Erwan Pinard : De loin en effet. Mon grand-père était breton, de Rennes. J’aime beaucoup cette région mais je ne la hisse pas comme un étendard. Je suis né dans le Nord, à Maubeuge, donc quand j ‘étais jeune, je croyais que Maubeuge c’était la Bretagne. Je suis arrivé à Lyon il y a 32 ans et je me sens lyonnais maintenant.
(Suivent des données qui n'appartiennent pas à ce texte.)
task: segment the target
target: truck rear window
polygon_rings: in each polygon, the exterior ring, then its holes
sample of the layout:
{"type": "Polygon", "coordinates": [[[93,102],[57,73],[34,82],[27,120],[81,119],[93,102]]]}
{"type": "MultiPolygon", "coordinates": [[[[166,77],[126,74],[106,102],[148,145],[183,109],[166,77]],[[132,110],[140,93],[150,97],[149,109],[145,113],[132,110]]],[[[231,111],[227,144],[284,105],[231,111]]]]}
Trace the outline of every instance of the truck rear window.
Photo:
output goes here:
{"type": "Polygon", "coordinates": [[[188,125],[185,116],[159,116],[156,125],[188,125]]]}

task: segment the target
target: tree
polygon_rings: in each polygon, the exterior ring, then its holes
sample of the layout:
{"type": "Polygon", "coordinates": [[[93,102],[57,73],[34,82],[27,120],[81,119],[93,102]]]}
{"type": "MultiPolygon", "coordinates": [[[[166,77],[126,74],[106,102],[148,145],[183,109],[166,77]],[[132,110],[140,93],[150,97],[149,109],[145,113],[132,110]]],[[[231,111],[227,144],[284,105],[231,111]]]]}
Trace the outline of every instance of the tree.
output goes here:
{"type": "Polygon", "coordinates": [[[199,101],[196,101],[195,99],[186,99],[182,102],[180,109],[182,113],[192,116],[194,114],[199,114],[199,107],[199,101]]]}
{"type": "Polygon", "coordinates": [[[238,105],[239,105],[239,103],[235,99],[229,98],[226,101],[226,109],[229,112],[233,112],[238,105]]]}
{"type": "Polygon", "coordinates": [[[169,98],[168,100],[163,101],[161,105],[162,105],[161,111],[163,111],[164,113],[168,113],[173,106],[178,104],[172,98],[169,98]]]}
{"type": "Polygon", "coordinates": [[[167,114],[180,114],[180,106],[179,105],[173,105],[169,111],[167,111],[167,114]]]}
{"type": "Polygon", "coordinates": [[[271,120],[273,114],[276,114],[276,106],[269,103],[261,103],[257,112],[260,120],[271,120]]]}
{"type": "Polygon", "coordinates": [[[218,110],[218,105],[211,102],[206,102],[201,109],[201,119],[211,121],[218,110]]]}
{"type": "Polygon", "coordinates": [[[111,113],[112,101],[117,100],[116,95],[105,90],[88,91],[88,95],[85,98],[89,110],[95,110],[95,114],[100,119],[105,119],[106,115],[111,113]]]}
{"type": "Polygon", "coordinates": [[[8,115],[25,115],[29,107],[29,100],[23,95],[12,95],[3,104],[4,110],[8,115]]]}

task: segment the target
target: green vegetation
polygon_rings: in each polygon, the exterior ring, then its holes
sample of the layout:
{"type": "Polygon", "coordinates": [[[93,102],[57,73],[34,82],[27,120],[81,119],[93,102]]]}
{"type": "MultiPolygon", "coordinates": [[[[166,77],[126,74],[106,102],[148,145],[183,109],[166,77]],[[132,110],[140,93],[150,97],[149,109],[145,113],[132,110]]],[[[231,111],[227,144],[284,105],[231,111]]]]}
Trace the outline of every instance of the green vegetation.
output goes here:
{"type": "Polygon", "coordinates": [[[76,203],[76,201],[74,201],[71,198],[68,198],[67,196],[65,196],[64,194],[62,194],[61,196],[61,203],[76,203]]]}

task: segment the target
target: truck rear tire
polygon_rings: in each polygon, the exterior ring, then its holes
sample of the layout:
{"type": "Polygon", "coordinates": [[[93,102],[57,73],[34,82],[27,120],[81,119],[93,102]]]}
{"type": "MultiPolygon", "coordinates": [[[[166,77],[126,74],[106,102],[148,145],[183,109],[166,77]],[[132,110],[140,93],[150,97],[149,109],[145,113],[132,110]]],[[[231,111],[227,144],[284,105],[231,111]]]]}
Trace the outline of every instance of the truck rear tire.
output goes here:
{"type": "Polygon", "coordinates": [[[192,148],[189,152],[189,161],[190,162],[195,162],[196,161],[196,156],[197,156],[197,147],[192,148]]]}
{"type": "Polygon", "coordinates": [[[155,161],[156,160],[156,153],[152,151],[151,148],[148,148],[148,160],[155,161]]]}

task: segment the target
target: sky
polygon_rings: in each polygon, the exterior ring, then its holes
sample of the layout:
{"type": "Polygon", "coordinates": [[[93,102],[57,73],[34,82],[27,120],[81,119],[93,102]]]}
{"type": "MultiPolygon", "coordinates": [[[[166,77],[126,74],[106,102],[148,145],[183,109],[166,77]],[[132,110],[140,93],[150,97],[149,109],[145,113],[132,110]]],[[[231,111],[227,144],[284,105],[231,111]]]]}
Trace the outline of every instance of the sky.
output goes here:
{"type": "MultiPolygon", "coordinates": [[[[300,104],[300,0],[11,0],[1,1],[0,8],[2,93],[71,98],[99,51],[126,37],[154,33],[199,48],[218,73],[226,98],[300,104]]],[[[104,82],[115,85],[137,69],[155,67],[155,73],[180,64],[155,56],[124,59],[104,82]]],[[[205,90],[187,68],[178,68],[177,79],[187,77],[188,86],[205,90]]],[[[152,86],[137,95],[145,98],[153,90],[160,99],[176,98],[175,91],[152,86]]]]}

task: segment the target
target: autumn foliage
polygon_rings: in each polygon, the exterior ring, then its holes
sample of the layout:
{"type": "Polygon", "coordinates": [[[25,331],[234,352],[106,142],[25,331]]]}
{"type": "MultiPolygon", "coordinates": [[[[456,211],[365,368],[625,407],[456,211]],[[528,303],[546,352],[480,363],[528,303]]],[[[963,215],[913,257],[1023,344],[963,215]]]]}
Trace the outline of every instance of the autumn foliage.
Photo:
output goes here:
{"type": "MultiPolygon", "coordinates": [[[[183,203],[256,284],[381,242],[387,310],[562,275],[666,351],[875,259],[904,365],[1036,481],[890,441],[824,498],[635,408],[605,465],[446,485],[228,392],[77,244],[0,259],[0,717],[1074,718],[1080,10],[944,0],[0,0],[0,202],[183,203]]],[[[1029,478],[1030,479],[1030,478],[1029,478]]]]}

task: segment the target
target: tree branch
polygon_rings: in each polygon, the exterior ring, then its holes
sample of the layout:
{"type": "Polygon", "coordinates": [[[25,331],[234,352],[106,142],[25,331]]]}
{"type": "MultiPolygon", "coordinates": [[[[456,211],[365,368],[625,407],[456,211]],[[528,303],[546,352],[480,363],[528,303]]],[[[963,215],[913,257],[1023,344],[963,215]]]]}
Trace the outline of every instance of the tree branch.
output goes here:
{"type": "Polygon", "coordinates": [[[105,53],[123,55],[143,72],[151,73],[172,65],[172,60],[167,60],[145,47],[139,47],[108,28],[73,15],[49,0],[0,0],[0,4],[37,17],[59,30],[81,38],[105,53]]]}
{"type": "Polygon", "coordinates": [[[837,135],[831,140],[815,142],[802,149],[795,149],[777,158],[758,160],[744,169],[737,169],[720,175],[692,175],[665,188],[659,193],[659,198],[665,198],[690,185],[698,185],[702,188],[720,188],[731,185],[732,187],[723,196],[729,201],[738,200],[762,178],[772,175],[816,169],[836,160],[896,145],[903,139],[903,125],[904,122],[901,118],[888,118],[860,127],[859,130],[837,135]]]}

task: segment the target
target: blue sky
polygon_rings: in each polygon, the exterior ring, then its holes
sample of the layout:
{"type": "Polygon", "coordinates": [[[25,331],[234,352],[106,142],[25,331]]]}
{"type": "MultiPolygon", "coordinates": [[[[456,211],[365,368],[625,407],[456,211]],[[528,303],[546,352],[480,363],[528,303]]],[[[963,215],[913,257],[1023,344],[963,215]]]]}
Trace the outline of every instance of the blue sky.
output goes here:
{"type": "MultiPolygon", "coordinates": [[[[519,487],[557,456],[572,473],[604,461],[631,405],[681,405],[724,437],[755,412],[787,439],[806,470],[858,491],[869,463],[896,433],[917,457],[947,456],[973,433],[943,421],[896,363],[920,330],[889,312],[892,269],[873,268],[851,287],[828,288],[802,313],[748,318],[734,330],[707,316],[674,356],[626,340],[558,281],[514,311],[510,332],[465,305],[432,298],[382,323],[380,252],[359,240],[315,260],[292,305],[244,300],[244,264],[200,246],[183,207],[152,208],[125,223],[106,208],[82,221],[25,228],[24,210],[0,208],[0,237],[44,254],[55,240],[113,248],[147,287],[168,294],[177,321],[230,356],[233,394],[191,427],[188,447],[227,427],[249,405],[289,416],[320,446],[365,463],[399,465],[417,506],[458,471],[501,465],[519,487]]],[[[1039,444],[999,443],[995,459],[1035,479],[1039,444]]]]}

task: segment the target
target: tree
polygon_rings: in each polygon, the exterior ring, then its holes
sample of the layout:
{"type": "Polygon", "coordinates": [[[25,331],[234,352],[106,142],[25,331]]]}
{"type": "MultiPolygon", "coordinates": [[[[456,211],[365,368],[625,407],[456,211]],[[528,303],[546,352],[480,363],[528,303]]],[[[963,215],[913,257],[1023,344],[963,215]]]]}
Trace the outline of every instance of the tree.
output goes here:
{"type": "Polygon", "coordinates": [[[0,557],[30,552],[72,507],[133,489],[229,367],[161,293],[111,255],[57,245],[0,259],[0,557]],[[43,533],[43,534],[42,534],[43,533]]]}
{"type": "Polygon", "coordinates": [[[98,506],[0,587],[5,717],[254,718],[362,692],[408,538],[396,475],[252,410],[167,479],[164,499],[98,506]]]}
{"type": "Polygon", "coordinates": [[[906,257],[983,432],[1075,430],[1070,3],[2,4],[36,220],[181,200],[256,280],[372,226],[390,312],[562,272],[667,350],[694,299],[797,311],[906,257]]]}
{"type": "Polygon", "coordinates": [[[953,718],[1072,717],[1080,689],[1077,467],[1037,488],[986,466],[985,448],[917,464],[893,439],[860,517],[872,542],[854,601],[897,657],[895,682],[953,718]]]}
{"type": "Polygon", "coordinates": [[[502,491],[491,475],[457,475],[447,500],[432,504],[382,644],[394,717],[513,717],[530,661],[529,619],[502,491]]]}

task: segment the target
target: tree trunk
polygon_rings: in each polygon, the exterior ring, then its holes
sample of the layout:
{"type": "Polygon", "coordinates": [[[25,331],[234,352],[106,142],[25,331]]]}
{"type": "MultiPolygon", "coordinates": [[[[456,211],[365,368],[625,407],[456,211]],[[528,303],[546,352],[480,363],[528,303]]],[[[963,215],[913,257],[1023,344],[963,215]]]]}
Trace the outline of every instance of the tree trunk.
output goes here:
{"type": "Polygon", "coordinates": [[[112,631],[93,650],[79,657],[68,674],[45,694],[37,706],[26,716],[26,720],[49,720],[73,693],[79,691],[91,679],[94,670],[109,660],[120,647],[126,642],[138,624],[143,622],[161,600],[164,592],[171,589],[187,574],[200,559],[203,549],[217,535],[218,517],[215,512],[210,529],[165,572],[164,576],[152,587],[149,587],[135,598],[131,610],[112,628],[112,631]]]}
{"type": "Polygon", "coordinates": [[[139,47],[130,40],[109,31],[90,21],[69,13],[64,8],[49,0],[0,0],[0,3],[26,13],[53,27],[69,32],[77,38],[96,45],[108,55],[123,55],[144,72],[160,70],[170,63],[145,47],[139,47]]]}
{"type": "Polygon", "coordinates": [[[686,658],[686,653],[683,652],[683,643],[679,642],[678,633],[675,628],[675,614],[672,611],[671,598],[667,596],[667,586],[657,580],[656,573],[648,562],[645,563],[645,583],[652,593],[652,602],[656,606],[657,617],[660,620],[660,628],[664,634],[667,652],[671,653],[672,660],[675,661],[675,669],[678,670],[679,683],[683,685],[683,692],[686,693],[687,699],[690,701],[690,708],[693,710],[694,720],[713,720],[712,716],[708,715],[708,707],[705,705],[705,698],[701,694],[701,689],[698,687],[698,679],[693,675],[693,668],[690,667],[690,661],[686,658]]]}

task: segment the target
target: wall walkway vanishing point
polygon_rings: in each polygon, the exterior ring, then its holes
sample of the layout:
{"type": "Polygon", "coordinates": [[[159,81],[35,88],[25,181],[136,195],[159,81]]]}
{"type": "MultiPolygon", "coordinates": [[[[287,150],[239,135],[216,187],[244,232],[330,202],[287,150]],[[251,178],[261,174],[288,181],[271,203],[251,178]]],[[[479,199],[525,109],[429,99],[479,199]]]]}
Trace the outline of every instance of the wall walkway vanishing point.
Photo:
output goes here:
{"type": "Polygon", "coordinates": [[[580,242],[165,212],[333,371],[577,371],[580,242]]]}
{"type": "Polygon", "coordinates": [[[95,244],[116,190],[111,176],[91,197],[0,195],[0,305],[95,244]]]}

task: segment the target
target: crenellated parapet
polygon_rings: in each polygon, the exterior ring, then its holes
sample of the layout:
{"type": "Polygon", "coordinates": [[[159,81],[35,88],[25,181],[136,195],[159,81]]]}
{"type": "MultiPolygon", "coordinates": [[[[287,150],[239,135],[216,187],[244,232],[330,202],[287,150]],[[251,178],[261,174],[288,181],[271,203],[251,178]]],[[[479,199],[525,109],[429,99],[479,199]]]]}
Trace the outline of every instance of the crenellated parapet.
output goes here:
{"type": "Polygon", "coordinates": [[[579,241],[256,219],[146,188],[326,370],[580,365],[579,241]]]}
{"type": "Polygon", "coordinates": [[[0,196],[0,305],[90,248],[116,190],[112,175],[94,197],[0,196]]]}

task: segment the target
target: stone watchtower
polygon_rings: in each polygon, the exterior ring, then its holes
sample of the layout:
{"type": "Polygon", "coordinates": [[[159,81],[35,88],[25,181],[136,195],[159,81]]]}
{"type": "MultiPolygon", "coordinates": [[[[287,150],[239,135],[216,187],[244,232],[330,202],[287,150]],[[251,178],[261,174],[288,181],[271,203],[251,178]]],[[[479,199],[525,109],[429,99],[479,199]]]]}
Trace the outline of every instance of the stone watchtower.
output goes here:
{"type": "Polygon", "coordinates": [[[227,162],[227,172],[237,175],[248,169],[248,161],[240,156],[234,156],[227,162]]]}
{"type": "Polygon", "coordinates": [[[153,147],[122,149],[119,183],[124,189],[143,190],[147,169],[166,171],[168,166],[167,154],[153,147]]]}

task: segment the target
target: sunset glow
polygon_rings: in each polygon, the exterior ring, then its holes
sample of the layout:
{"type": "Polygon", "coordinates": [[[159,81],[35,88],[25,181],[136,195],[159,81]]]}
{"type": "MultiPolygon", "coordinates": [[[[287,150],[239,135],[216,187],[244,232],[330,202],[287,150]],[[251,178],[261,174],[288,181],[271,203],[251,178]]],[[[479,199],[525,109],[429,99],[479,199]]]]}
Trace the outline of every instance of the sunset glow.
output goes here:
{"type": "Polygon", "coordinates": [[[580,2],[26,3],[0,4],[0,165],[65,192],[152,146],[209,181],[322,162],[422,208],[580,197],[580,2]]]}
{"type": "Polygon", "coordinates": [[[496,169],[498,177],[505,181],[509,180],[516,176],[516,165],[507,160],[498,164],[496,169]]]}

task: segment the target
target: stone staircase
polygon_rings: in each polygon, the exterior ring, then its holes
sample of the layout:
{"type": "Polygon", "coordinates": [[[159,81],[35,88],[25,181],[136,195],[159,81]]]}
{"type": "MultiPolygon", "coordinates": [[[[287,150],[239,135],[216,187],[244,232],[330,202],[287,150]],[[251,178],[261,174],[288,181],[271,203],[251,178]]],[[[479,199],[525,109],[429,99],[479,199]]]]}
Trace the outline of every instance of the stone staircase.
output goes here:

Hexagone : Tu as commencé la musique très jeune ?
Erwan Pinard : J’ai commencé par l’école de musique de Chassieu et j’ai continué après au lycée dans un groupe de rock’n’roll où je chantais en yaourt. Ce sont Gainsbourg et Brassens qui m’ont donné envie de chanter en français. J’ai suivi ensuite des études de musicologie à la fac et je suis devenu prof de musique au collège. Depuis 4 ans je suis passé à mi-temps pour développer la musique à côté de l’enseignement. Ces métiers me plaisent : aller faire l’idiot sur scène ou dans une salle de classe, il y a une complémentarité nécessaire pour moi.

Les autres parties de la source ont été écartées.